End-to-end expense accounting with SalesTrip

Manoj Ganapathy
Manoj Ganapathy

December 15 ∙ 3 minutes read

Video transcript

In this short video, we’re going to show you how SalesTrip works together with your finance system to provide full end-to-end expense accounting. We’re going to use QuickBooks in this example.

In this demo, we’ll take a look at how data from SalesTrip is automatically transferred to QuickBooks as a bill ready for paying.

Step 1: Connecting to QuickBooks

Our first step is to connect SalesTrip to QuickBooks. As the primary user doing the setup, I already have the SalesTrip Administrator permission set required.

So let’s go to the App Launcher and choose Connections.

Here I Create New and connect to QuickBooks.

You’ll be prompted to login to QuickBooks and authorise the SalesTrip application to access your account.

As this is a demo, we’ve already been successfully authorised.

Step 2: Quickbooks mapping

Now we’ve connected SalesTrip to QuickBooks, we need to set up the mapping.

In the mapping there are two general settings.

The first is asking us which Accounts Payable account in QuickBooks we need to link to.

The second is the bill date. This can be the date the report is generated, or the maximum date of all the expenses in the report such as the latest expense date.

Next you need to map every one of the SalesTrip expense types with a matching expense type in QuickBooks.

Where expense types are used to classify the spend your employees incur, account codes help account for these expenses in your company’s Chart of Accounts. So it’s important to map these correctly as using a standard set of data makes it easier for you to track where and what your employees are spending on.

Then we Save all the settings.

Step 3: Quickbooks vendor IDs

Each bill in QuickBooks needs to be linked to a vendor. In our example, employees are configured as vendors to track reimbursements to individual employees, but you might also have a corporate card vendor set up if you run a company card programme.

For employees that claim expenses, you would have a vendor ID in QuickBooks which SalesTrip uses to connect the Bill to the correct employee. That Vendor ID needs to also be set up in Salesforce.

For the purposes of this demo we’ve already set up the connections and related Salesforce fields.

Any Expenses in SalesTrip that are in the “Pending reimbursement” stage are automatically sent to the right Employee’s billing account in QuickBooks.

Looking at the connection to QuickBooks, we can see that there’s an Export E-160.

If we go to the Related tab, we can see all the reports within that export.

Let’s look at one of these.

Step 4: Looking at the report

Looking at Report R-11, on the Related tab we can see all the expenses that make up this report.

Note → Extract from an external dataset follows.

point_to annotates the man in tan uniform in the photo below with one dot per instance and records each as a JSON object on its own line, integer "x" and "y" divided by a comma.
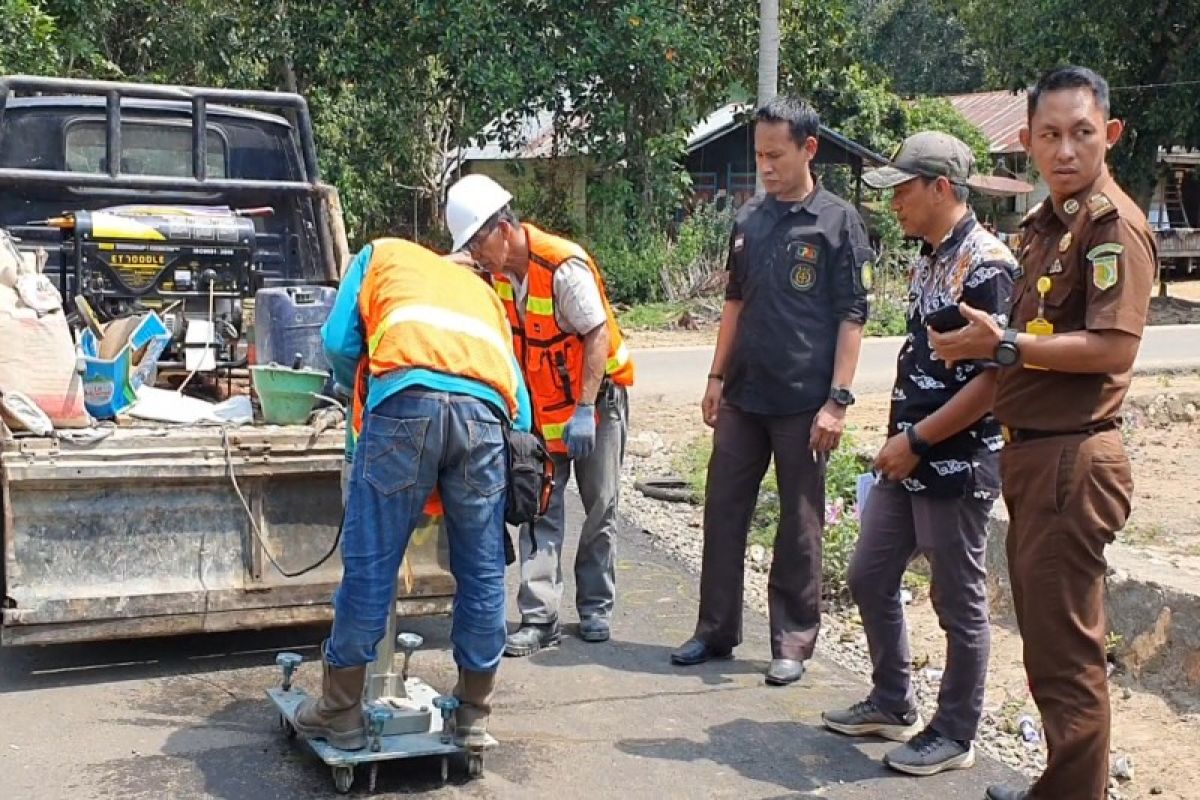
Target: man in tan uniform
{"x": 1079, "y": 310}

Here we can see three expenses. A taxi fare, a train fare and a restaurant bill.

Step 5: How the expenses appear in QuickBooks

Now let’s jump over to QuickBooks and show how these expenses are already there.

So here we are in QuickBooks. Let’s find the expense report we were just looking at R-11.

We can see the Payee is the employee who claimed the expenses – Kim Smith.

Let’s open that bill and here we can see we have our three expenses, exactly as they were in SalesTrip and mapped to the corresponding QuickBooks type.

So by connecting your expenses to your accounting system, you’re able to automate reconciliation and speed up reimbursement, taking the pain out of expenses management.